Ganó $143 millones en el Quini 6, no pasó a retirarlos y los perdió
La suerte a veces toca a la puerta de personas que no están atentas o no quieren atender. Eso fue lo que ocurrió con un apostador de Neuquén que se ganó una fortuna en el Quini 6, pero no pasó a retirar el premio en el plazo previsto y lo perdió.
El tradicional juego de azar cumplió 38 años de existencia y el sorteo del domingo 9 de agosto fue muy promocionado porque coincidía con los festejos. Por tal razón, el pozo extraordinario repartía el equivalente a 3 millones dólares (libre de impuestos), contando todas sus variantes.
La novedad era que el premio debía entregarse sí o sí porque se jugaba bajo la modalidad Siempre Sale. Esto significa que, si ningún apostador logra acertar los seis números, el pozo se lo llevaba quien obtuviera la mayor cantidad de aciertos, sean 5, 4, 3 o menos números.
En ese reparto, hubo 44 personas que tuvieron 5 aciertos en sus boletas. Entre ellos hubo un hombre que hizo su apuesta en una agencia de la ciudad de Neuquén y hasta la propietaria del comercio, Alejandra Salgado, expresó toda su felicidad por haber vendido una de las jugadas ganadoras.

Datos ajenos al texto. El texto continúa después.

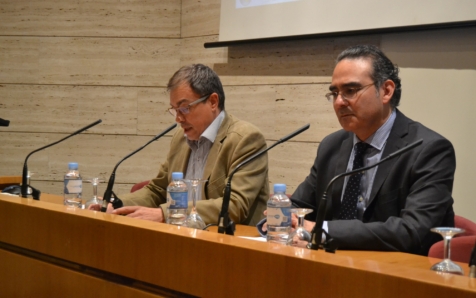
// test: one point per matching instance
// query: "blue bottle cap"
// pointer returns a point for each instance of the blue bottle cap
(177, 175)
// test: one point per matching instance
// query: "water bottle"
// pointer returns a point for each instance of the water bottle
(177, 200)
(279, 215)
(73, 186)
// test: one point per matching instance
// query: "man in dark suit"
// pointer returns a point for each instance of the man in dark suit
(393, 206)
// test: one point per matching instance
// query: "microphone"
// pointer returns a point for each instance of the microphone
(108, 194)
(317, 231)
(472, 263)
(225, 225)
(24, 186)
(4, 122)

Según publicó el diario La Mañana de Neuquén, la mujer indicó que tenía la agencia hace 23 años y nunca había vendido un premio tan millonario. El afortunado había elegido los números 40, 30, 09, 18, 01 y 16.
Los días fueron pasando, la noticia fue perdiendo relevancia en la comunidad que, en un primer momento se había sorprendido por los $ 143 millones que había ganado el misterioso apostador, y los únicos que se quedaron pendientes fueron la dueña de la agencia y las autoridades del organismo que regula los juegos de azar.
El hombre no pasaba a retirar su premio y el pasado lunes 24 de agosto se le acabó el tiempo. Los millones dejaron de ser suyos y pasaron a acumularse para los próximos juegos.
Alejandra le preguntaba a cada cliente si había revisado bien su jugada o si no sabía si se trataba de algún amigo. Todos habían mirado bien su boleta y ninguno había acertado. El ganador seguía siendo desconocido. La hipótesis que reinaba en el ambiente era que podía tratarse de una persona que estaba de paso, fue a hacer las compras al shopping donde se ubica la agencia, hizo su apuesta y después se olvidó.
Lo mejor es que ahora se olvide para siempre de esa jugada y no se le ocurra revisar los resultados del sorteo.